Friday, April 19, 2024
Dr. Suess’ Lorax – Maria L. Baldwin School librarian Karin Kugel in costume – tales part in the school’s April 15 Arbor Day celebration. (Photos: Jean Cummings)

Dr. Suess’ Lorax – Maria L. Baldwin School librarian Karin Kugel in costume – takes part in the school’s April 15 Arbor Day celebration. (Photos: Jean Cummings)

Arbor Day is today across the rest of the country, but it came early to the Maria L. Baldwin School with a special guest appearance by The Lorax, Dr. Seuss’ environmental hero and defender of trees.

Best PracticesOn a beautiful Friday before school vacation, vice mayor Marc McGovern stood in the school’s new CitySprouts garden in front of the gathered Baldwin community to read a City Council order proclaiming April 15 to be Arbor Day in Cambridge. The change in date this year was to recognize the culmination of the elementary school’s fourth annual reading program, this year called “I Read for the Trees.” (Baldwin’s program needed to wrap up to accommodate the state-required standardized PARCC exams, scheduled at the Baldwin beginning Monday.)

McGovern may have been slightly upstaged by the large yellow Seussian visitor who, though silent, seemed proud to mingle with the students, the youngest of whom were clearly delighted with his presence. (The older kids gave him a respectful nod or high five.) As the children had learned, The Lorax speaks for the trees (because they have no tongues) and is famous for warning the people of Thneedville not to let the trees disappear, a warning they almost failed to heed.

After the presentation, city arborist David Lefcourt was helped by The Lorax and some children in planting new trees from the Arbor Foundation around the perimeter of the school. This reading program’s tree theme had the students learning about trees, their role in the environment and how to cultivate and care for them. Lefcourt, who visits fourth- and fifth-graders across the city each year, spent time at Baldwin preparing them for the Arbor Day planting.

Baldwin reading program

The Baldwin reading program challenges kids from kindergarten through fifth grade to see how many hours they can read as a community. Students kept track of their reading time over a six-week period, in school and at home.

The final tally was 6,561 hours from 327 students. Students also contributed $967.50 to the Arbor Foundation through a voluntary fundraising drive. McGovern, a Baldwin alumnus, contributed $32.50 to make it an even thousand. The 6,500 hours of reading blasted through last year’s record total of 3,844.
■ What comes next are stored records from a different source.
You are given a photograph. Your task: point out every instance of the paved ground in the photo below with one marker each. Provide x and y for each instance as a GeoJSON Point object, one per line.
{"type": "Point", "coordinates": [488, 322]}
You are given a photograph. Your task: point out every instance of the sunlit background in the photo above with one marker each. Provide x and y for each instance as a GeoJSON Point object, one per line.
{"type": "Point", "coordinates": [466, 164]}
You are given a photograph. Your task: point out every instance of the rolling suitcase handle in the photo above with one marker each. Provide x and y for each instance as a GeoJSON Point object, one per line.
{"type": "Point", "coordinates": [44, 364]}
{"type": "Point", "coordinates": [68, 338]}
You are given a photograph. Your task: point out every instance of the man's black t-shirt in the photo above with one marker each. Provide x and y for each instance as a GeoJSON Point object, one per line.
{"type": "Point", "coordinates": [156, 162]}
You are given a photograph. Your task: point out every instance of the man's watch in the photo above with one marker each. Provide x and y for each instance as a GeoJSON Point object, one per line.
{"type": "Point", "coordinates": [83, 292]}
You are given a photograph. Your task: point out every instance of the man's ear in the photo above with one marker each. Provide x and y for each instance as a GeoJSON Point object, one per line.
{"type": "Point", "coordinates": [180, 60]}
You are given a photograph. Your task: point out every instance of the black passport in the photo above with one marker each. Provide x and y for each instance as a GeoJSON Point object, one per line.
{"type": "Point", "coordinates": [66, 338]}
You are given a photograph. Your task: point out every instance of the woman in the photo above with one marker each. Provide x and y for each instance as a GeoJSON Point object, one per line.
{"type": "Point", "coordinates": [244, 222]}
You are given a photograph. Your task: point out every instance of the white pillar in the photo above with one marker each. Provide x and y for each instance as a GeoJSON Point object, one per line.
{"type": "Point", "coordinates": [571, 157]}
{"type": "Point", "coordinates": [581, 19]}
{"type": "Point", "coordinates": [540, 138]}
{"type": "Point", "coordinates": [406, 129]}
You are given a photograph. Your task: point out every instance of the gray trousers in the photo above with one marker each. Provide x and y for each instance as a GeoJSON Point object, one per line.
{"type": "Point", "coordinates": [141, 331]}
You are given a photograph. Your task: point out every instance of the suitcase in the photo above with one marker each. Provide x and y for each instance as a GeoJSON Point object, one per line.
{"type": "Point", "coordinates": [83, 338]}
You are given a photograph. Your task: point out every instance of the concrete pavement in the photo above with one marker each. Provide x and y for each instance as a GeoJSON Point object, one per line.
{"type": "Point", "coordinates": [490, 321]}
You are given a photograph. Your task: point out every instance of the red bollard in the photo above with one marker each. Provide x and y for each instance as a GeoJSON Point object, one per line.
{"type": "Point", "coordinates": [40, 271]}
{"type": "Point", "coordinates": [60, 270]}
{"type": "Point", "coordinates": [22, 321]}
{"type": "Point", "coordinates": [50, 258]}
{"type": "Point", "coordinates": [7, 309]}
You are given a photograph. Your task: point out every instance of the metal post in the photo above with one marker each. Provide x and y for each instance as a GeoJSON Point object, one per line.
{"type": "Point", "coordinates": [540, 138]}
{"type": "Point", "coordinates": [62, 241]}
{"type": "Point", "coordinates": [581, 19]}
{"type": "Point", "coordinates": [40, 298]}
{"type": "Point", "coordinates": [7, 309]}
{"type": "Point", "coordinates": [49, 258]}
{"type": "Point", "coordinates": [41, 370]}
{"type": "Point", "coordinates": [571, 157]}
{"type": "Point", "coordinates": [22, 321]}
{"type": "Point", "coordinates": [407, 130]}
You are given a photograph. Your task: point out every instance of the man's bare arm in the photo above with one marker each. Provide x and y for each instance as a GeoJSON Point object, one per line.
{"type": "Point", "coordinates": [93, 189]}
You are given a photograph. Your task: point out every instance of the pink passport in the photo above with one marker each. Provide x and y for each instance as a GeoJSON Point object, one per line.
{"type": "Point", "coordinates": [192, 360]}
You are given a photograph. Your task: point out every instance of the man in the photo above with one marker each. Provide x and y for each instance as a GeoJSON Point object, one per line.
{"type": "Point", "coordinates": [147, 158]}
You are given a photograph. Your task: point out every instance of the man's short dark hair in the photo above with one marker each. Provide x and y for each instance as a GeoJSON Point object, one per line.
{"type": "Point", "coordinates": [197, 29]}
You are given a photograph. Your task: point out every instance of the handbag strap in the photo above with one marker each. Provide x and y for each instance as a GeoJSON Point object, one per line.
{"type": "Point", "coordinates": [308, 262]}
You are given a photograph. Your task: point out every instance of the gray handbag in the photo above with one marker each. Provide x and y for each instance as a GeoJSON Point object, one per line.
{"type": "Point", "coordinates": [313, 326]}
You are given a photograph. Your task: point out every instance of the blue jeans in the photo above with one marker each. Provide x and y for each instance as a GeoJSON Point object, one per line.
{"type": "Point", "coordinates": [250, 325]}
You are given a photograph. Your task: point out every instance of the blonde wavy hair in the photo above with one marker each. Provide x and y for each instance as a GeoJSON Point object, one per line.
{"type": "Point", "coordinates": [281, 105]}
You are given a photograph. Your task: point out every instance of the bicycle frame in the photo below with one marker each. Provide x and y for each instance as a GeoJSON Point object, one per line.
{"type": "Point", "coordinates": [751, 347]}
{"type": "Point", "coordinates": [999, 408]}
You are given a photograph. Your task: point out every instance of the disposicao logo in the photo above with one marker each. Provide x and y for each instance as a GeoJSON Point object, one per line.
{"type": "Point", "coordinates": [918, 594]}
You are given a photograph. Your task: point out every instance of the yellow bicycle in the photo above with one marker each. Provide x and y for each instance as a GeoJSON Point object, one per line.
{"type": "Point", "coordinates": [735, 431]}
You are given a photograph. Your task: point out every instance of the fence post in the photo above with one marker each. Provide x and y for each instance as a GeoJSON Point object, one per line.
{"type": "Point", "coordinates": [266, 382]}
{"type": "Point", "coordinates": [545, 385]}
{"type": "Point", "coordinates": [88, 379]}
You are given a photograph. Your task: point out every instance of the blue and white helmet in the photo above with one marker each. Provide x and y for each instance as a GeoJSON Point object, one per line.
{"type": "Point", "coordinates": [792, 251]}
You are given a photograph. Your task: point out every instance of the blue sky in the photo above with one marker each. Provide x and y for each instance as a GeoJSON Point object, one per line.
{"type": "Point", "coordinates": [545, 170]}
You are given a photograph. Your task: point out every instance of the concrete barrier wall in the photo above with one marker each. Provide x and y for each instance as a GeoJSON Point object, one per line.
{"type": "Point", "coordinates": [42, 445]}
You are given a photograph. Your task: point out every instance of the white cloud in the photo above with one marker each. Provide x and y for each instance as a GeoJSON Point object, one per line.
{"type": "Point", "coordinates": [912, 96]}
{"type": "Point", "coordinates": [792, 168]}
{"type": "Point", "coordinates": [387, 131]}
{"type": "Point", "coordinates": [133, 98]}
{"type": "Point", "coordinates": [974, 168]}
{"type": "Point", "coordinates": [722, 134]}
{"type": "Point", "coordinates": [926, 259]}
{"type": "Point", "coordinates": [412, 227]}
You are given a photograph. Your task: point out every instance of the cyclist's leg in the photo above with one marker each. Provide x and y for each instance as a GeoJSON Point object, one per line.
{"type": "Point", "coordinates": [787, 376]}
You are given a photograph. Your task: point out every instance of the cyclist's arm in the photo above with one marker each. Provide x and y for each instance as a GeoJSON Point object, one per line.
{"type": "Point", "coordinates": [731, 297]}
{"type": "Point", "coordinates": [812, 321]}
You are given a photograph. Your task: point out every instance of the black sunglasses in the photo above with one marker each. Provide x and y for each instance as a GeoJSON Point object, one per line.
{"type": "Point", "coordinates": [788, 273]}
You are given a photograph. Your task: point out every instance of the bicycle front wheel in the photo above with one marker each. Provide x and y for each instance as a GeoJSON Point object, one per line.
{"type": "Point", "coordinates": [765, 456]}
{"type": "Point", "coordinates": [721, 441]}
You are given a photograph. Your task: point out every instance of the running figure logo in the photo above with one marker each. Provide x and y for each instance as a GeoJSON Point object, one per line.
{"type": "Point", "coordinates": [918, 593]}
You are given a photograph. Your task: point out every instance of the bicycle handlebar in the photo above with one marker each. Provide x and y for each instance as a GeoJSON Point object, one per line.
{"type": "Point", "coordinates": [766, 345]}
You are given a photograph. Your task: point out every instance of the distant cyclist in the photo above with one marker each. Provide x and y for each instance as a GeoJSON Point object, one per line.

Baldwin School second-grader Frances Fennel digs a place for a new tree under the guidance of city arborist David Lefcourt and Kugel, as The Lorax.

Baldwin School second-grader Frances Fennel throws dirt on a tree ball under the guidance of city arborist David Lefcourt and Kugel, as The Lorax.

The program is the brainchild of Karin Kugel, the school’s librarian (who fortunately was a perfect fit for The Lorax costume once she added some pillow stuffing). When Kugel started at the Baldwin four years ago, she initiated a themed reading program that, in the words of school Principal Nick Leonardos, “not only encourages reading at home, but connects the school to a larger community – whether it’s the environment, our city or a village halfway around the world. I cannot say enough about how much I appreciate Karin’s work on this program.”

The thing that makes Baldwin’s reading challenge different than some other schools’ is the theme. The first year, Kugel’s “Boogie Into Books” theme found ways to connect reading to movement, with a weekly contest in which the winning classrooms got in-school dance instruction (from Leonardos’ dance-trained daughters).

The second year, Kugel said, she moved away from the competition aspect and used a bee theme, linking some of the reading to highlight the importance of bees as pollinators and the threat of their disappearance through colony collapse disorder. She connected it to a “no pressure” voluntary fundraising effort for the Bee Conservancy, with Leonardos and Assistant Principal John Roderick gamely stepping into bee costumes for the final celebration.

Last year the program raised funds to donate farm animals to a village through Heifer International, and Leonardos and Roderick transformed into chickens for an undoubtedly remarkable chicken dance the last day.

Convinced of “the transformative power when you dress up and the impact it has on your relationship with the kids,” Leonardos said wryly, this year he urged Kugel to experience a little of that magic.